Wie man ein PDF dreht, damit es gedreht bleibt

Dreh eine Seite, ein ganzes PDF oder zwanzig Dateien auf einmal – und speichere es so, dass auch der Empfänger es aufrecht sieht. Nichts wird neu kodiert, nichts hochgeladen.

Jemand hat ein Dokument eingescannt und dabei das Blatt falsch herum eingelegt, und jetzt kommt jede Seite quer liegend an. Du legst den Kopf schief, liest mit und überlegst, wie du das reparierst – nur dreht die naheliegende Lösung, der Drehen-Knopf in deinem PDF-Betrachter, das Ganze meist nur für dich. Schick dieselbe Datei weiter, und der Empfänger legt den Kopf ebenfalls schief.
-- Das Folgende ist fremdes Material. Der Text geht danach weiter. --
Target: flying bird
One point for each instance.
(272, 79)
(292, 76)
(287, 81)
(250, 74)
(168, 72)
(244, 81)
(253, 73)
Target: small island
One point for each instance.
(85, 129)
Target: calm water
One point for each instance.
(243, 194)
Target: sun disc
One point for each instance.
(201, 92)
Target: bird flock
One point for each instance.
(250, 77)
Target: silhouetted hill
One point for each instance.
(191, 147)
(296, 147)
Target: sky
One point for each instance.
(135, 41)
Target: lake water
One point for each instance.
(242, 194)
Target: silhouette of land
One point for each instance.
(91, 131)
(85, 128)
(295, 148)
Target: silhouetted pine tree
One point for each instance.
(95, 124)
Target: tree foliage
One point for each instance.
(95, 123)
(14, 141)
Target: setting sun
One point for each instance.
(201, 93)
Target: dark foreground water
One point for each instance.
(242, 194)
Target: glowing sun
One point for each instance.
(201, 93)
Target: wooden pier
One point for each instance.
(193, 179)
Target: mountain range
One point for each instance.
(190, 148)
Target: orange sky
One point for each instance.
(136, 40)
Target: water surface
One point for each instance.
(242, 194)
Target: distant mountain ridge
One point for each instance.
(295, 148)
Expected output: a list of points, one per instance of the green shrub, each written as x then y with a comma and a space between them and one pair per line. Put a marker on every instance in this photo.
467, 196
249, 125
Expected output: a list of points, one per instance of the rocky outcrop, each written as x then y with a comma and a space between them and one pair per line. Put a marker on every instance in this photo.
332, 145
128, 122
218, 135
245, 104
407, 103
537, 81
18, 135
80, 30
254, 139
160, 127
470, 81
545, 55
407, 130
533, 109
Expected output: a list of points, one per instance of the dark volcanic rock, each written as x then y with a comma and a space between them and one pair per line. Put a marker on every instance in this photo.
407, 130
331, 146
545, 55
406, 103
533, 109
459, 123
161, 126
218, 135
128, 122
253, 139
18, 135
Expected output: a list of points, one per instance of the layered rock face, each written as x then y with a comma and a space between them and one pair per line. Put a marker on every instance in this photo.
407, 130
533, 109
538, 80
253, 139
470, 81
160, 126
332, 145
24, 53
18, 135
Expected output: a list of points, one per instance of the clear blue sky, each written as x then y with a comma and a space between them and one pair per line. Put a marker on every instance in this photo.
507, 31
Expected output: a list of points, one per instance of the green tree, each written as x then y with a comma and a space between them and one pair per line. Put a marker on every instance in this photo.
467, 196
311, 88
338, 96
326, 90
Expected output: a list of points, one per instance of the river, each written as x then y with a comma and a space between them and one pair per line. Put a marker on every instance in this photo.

Ein PDF richtig zu drehen heißt, die neue Ausrichtung in die Datei selbst zu schreiben. Genau das macht der MyTools PDF-Rotator, für eine Seite oder für zwanzig Dokumente in einem Durchgang. Hier ist der Ablauf, und danach der Teil, den die meisten Anleitungen auslassen: warum dich das Drehen nichts kostet und warum das, was du zuerst versucht hast, nicht funktioniert hat.

Einen quer liegenden Scan korrigieren

1. Leg die Datei hinein

Die Seite öffnet sich mit einem Ablagebereich, der ausschließlich PDFs annimmt – bis zu 50 MB pro Datei, bis zu 20 auf einmal. Es gibt keine E-Mail-Schranke und keinen Warteschlangenplatz, den du absitzen musst, denn die Datei wird der Seite übergeben und nicht einem Server.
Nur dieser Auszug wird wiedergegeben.